Once more, there were no impasses, butTaskB this time failed becauseTaskA changed the information that was also used inTaskB .

Solutions to this

Now that we have discussed what occurs when you run your code underSerializable and Snapshot Levels of Isolation: What Can You Do?fix it.

The first thing to think about is if it makes sense for you to be simultaneously mutating the same.Contract record. I would try to grasp that first since that is the first significant odor in your code that I have seen. To determine whether your company actually requires this concurrency on the contract, you should probably talk to them about it.

As we've shown, if you absolutely require something to occur concurrently, you can't actually useSerializable since that would result indeadlocks as you observed. Thus, what is left isSnapshot isolation.

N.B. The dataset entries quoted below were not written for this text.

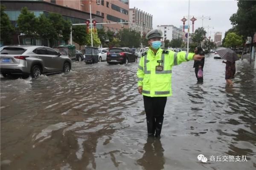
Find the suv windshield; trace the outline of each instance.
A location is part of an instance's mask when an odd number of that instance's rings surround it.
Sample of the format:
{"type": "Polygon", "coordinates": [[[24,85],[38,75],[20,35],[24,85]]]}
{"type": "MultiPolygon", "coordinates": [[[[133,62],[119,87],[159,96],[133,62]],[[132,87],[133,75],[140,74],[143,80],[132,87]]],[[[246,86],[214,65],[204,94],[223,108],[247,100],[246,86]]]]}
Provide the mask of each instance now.
{"type": "Polygon", "coordinates": [[[26,49],[22,48],[5,47],[1,51],[1,54],[20,55],[23,54],[26,50],[26,49]]]}
{"type": "Polygon", "coordinates": [[[119,53],[122,52],[123,50],[120,49],[111,49],[110,50],[109,50],[109,53],[119,53]]]}

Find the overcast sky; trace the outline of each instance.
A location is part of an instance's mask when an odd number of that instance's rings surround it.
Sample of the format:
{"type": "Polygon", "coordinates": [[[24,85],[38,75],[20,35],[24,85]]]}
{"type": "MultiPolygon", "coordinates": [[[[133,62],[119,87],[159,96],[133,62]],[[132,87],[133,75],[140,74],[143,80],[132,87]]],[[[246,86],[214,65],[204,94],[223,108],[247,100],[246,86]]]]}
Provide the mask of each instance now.
{"type": "MultiPolygon", "coordinates": [[[[211,31],[211,37],[215,32],[222,32],[222,39],[225,31],[232,27],[229,18],[237,10],[237,2],[235,0],[190,0],[189,15],[195,17],[210,16],[211,20],[204,19],[204,27],[208,25],[209,35],[211,31]]],[[[130,0],[130,8],[137,8],[153,15],[153,28],[156,29],[159,25],[173,25],[179,28],[183,25],[180,20],[184,16],[189,15],[188,0],[130,0]]],[[[190,21],[190,32],[192,26],[190,21]]],[[[188,22],[186,21],[186,25],[188,22]]],[[[202,20],[195,22],[194,28],[202,26],[202,20]]],[[[207,28],[205,28],[207,32],[207,28]]],[[[213,39],[213,38],[212,38],[213,39]]]]}

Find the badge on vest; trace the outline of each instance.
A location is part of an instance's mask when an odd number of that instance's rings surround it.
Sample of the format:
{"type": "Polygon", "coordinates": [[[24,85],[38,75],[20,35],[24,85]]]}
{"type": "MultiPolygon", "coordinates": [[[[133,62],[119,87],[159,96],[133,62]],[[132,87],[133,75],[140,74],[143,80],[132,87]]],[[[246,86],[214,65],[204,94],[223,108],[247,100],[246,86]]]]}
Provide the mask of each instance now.
{"type": "Polygon", "coordinates": [[[157,63],[158,63],[159,65],[156,66],[156,71],[163,71],[163,66],[160,66],[160,63],[163,62],[163,60],[157,60],[157,63]]]}

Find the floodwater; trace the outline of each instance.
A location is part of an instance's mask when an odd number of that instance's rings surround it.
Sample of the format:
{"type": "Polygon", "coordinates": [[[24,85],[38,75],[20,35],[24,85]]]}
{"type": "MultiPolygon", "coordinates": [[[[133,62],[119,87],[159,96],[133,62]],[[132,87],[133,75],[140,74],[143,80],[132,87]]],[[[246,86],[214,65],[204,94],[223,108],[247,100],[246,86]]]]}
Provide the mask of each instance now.
{"type": "Polygon", "coordinates": [[[1,78],[1,169],[255,169],[256,70],[238,61],[226,87],[213,57],[202,84],[192,61],[173,68],[160,139],[147,136],[137,63],[75,62],[67,75],[1,78]]]}

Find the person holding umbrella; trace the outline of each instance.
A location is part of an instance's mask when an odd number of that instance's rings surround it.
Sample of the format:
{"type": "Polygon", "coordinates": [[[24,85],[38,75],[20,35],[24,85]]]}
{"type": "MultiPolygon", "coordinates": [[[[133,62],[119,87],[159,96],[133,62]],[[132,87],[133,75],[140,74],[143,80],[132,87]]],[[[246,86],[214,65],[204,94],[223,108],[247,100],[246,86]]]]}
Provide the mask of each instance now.
{"type": "Polygon", "coordinates": [[[232,79],[234,78],[236,73],[236,61],[239,60],[236,52],[230,49],[224,49],[217,50],[216,52],[222,59],[227,61],[222,61],[226,63],[225,79],[227,85],[233,86],[232,79]]]}

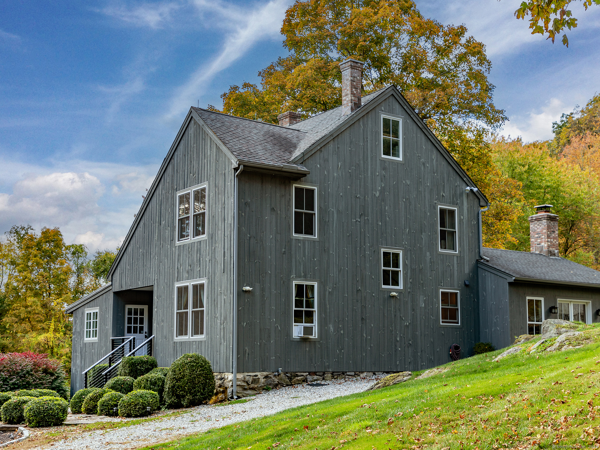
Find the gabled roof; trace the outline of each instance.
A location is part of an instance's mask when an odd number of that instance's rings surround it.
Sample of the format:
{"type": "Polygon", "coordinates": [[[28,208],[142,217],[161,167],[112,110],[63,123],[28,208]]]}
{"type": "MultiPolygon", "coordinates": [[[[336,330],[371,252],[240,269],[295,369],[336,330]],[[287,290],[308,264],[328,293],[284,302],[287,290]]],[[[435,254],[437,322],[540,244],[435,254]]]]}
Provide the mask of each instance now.
{"type": "Polygon", "coordinates": [[[86,304],[92,301],[95,298],[98,298],[99,296],[102,295],[102,294],[105,293],[106,292],[107,292],[108,291],[110,290],[110,287],[111,287],[111,283],[109,281],[109,283],[104,284],[103,286],[98,288],[91,293],[88,294],[85,297],[82,297],[81,298],[80,298],[76,302],[73,302],[73,303],[71,303],[70,305],[67,307],[67,308],[65,310],[65,312],[67,314],[71,314],[78,308],[80,308],[86,304]]]}
{"type": "Polygon", "coordinates": [[[515,281],[553,283],[600,288],[600,272],[565,258],[529,251],[484,248],[489,261],[479,261],[510,275],[515,281]]]}

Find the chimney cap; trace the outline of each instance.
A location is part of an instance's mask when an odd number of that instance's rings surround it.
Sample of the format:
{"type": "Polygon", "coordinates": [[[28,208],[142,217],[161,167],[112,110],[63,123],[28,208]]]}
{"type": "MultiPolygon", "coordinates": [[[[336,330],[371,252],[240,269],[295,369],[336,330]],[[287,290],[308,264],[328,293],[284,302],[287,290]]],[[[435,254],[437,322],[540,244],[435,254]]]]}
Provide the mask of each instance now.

Currently, if you catch anOptmisticConcurrencyException In the end, the choice actually rests with you and your company.

Using an error message to alert the user that the data they are trying to update has been modified and asking them if they want to refresh the screen to acquire the most recent version of the data and, if necessary, try to do the same action again are two examples of how to manage the situation.

If that's not the case and it's acceptable for you to retry, another choice is for you to include retry logic in your code, which would retry carrying out the action when a failure occurred.OptmitisticConcurrencyException is hurled. This is based on the presumption that there won't be a contemporaneous transaction changing the same data at this second attempt, and the operation will thus proceed.